Portanto, esse “retrato” exige, pela própria natureza, um permanente
redesenhar, na medida em que novos dados científicos forem produzidos.
O
segundo conceito de Wassmann é “Weltauffassung” – “Concepção do mundo ou
Cosmovisão”. A cosmovisão pergunta pela causa primeira do universo, do mundo,
da natureza e especialmente do homem. Enquanto o “Weltbild” explica “o como”
acontecem as coisas na natureza e como ela funciona, a “Weltaauffassung”
responde as questões de fundo como “donde?”, “para que?” e “para onde?”. Nessa
moeda de dupla face que é a natureza é tarefa privativa das Ciências Naturais,
desenhar a “cara” - das Ciências do Espírito e Humanas, inclusive
Letras e Artes dar forma à “coroa”.
Fica
claro com isso que o cientista sem a contribuição do filósofo, do humanista e
do artista, fica limitado a observações e resultados empíricos, porque, “Cada
teoria envolvendo a natureza contém um elemento metafísico, na medida em que
tenta identificar as relações entre as realidades apreensíveis
experimentalmente. ( ... ) De outra
parte o filósofo da natureza movimenta-se no verdadeiro campo da metafísica em
busca do extra sensível. Procura responder a interrogações substantivas, mais
fundamentais, sobre a origem das leis naturais e a harmonia que reina entre
elas”. (Wassmann, Stimmen der Zeit, 1921, Vol 1000, p. 126-127).
Wassmann
resumiu a sua proposta de um esforço comum entre as Ciências Naturais e as
Ciências do Espírito em busca de compreensão holística da natureza nos seguintes
termos
Conclui-se daí, em que
medida “Weltbild” se relaciona com
“Weltauffassung”. As conclusões metafísicas só então são verdadeiras quando
fluem logicamente das leis naturais formuladas pelas Ciência Naturais e por
elas fundamentadas. Neste sentido verifica-se, sem dúvida uma relação, no
nível do espírito, entre “Weltbild”
desenhado pela Ciência e “Weltauffassung” da Filosofia Natural. Essa relação,
entretanto, não é absoluta, senão relativa. No decurso do tempo “Weltbild”
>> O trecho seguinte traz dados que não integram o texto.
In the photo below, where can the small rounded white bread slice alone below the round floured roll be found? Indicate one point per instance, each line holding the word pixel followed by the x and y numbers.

muda, e tem que mudar, de acordo com as descobertas e conquistas das Ciências
Naturais. Acontece, porém, que os questionamentos últimos que perguntam pela
causa da ordem no mundo como um todo permanecem eternamente as mesmas. Em
resumo a questão é esta: As realidades naturais e suas leis subsistem por si mesmas ou é forçoso apelar par a
explicação que tem como base a existência de um Deus pessoal que, da plenitude
do seu ser, deu origem a um mundo criado. Sendo assim, resta-nos, em última
análise, no plano da concepção metafísica da “Weltauffassung”, a alternativa:
ou o monismo nas suas mais variadas modalidades, do extremo hilozoísmo ao
extremo do panteísmo, ou então o Teísmo. (Wassmann, Stimmen der Zeit, 1921,
Vol. 100, p. 27).
Quase
100 anos depois que Erich Wassmann publicou a sua a sua conclusão de “como” a
natureza funciona, tarefa das Ciências Naturais e o “donde”, o “porque” e o
“para que”, missão das Ciências do Espírito, Michael Keller, chegou a uma
conclusão praticamente idêntica: “A Ciência nos dá o conhecimento do mundo e a Religião
nos dá o sentido”. Os dois fundamentaram suas conclusões em dados científicos.
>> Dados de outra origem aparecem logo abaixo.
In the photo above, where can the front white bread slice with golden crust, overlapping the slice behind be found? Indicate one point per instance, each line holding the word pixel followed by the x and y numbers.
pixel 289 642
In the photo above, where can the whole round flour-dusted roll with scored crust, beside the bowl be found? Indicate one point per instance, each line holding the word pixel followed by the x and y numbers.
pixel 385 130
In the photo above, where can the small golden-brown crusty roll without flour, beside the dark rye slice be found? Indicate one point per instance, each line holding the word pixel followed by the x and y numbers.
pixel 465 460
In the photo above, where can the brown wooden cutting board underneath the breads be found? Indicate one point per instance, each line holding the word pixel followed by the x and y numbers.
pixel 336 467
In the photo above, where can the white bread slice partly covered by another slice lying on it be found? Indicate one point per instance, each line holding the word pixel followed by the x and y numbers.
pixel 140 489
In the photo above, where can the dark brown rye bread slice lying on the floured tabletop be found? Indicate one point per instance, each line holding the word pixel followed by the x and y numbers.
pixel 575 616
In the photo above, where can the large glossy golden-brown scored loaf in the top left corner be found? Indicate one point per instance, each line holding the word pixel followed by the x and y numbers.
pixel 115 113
Wassmann observando estudando colônias de formigas e térmites e sua relação
simbiótica com fungos e Keller de dados da física e cosmologia. Na mesma base
de raciocínio Edward Wilson argumentou a partir da observação de ecossistemas
naturais e humanizados e Francis Collins tendo como base a genética e sua
aplicação na medicina.
Bastem
esses quatro exemplos para mostrar que o esforço solidário e complementar entre as Ciências Naturais e as Ciências do
Espírito, têm condições de construir a ponte entre a Ciência e a Religião.
Sendo assim, a esperança expressa na
Encíclica de que a “ciência e a religião que oferecem diferentes abordagens da
realidade, entrem num diálogo intenso e frutuoso para ambas” (Laudato si, 62),
não é só possível como se encontra e pleno andamento.